At the heart of the film resides a thematic battle between competition and independence. Lillian gets engaged and selects Annie as her maid-of-honor. This sets the stage for a battle between Annie, whose recent life story includes a break up, the loss of a business, and a role as an acquiescent booty call who is looking for something more. The first few scenes are of Annie and Ted (John Hamm) in awkwardly unsynchronized throes of passion. The smile on her face is forced, and her silent creeping in the morning to make herself look beautiful for when Ted awakes is sad inasmuch as she’s trying to reel him in, but has no courage to slap him when he says, “I really want you to leave, but I don’t know how to say it.” This scene sets the tone for the entire movie. Within Annie writhes a contradiction. She envies the connection and happiness between other couples, but she’s wary of letting go of her independence. However, her continuous return to men like Ted and her dismissal of the kind-hearted, Irish-brogued Nathan (Chris O’Dowd) prohibit the connection of the two and keep her perpetually independent – or, more appropriately – isolated.

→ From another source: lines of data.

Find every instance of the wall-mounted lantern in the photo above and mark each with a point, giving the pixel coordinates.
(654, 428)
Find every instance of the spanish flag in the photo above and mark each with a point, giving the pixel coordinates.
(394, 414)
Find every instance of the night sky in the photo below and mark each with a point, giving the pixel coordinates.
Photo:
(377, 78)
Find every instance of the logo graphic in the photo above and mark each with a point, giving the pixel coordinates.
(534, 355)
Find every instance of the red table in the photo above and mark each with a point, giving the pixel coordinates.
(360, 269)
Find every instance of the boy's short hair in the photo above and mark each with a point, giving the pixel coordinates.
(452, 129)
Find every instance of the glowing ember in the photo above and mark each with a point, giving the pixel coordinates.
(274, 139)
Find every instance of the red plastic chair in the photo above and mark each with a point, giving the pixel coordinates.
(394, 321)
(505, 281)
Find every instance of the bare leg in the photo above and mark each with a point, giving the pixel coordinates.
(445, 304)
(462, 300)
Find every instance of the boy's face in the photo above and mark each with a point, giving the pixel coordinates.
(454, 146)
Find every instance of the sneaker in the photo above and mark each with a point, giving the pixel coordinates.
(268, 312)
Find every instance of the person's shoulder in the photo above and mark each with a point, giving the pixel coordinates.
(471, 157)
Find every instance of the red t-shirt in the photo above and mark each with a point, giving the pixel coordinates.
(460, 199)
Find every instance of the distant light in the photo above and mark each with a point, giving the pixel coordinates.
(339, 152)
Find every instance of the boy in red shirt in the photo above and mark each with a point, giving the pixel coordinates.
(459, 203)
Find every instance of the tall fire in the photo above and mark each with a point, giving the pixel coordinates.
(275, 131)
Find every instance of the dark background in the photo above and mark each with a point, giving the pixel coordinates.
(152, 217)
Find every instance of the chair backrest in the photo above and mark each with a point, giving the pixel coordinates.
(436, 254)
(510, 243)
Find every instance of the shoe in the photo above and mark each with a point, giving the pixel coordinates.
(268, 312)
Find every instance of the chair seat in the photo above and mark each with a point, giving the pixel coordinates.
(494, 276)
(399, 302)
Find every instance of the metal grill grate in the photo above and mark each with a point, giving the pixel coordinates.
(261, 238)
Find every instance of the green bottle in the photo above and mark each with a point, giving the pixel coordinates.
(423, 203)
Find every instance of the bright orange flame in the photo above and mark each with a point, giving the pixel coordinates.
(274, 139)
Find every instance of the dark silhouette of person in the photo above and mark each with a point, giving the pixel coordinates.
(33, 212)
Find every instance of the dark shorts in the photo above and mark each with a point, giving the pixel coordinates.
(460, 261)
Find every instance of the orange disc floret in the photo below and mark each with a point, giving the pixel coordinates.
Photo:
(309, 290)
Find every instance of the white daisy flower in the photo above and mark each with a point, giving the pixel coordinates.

This same battle exists between Annie and Helen (Rose Byrne), another bridesmaid who methodically works her way up to the role of maid-of-honor. There is subterfuge and one-upmanship throughout, which threatens to upend the entire wedding, but most importantly serves as Annie’s vehicle of self-reflection. She’s heading toward a social rock bottom and Bridesmaids makes us privy to the plummet.
But therein lies a problem. A film that begins as the female answer to male’s perpetual adolescence soon becomes little more than moments of tangential embarrassment: on the airplane to Las Vegas, Annie is relegated to coach instead of being able to join the rest of the group in first class; to cope, she pops two Zanex and chases them with a glass of scotch; the results are predictable and tiring; she’s soon demoted to bridesmaid and only a piece of furniture at the shower, where she has a break down, trashing a giant cookie card and futilely attempting to knock over a three-tier chocolate fountain. At the end of each debacle, there’s little closure or reflection. Rather, there are just setups for another debacle. And, after a while, I’m not sure why we should care whether or not this down-on-her luck self-loather deserves anything more than what she reaps.
There is something to be said for the brief moments of raunchiness and vulgarity that flit in and out of Bridesmaids, which, in a way, take advantage of the adult child’s humor found in other successes like Knocked Up or The 40-Year-Old Virgin. In a sense, this film is a bit of an equalizer, making women on screen just as human and fallible as their male counterparts. But the story requires a bit of work. For each profound moment, there is an equally silly one that feels inorganic and more like time filler than necessary narrative. A prime example of this is toward the end when Lilian goes missing – sort of – and Annie and Helen must come together to find her by enlisting the help of Nathan, a local police officer who Annie has recently treated like a passing ship in the night. Lilian’s disappearance accomplishes a few things here: makes Annie and Helen friends (predictably), reunites Annie and Nathan, and allows Kristen Wiig to be silly and nonsensical for five more minutes than needed.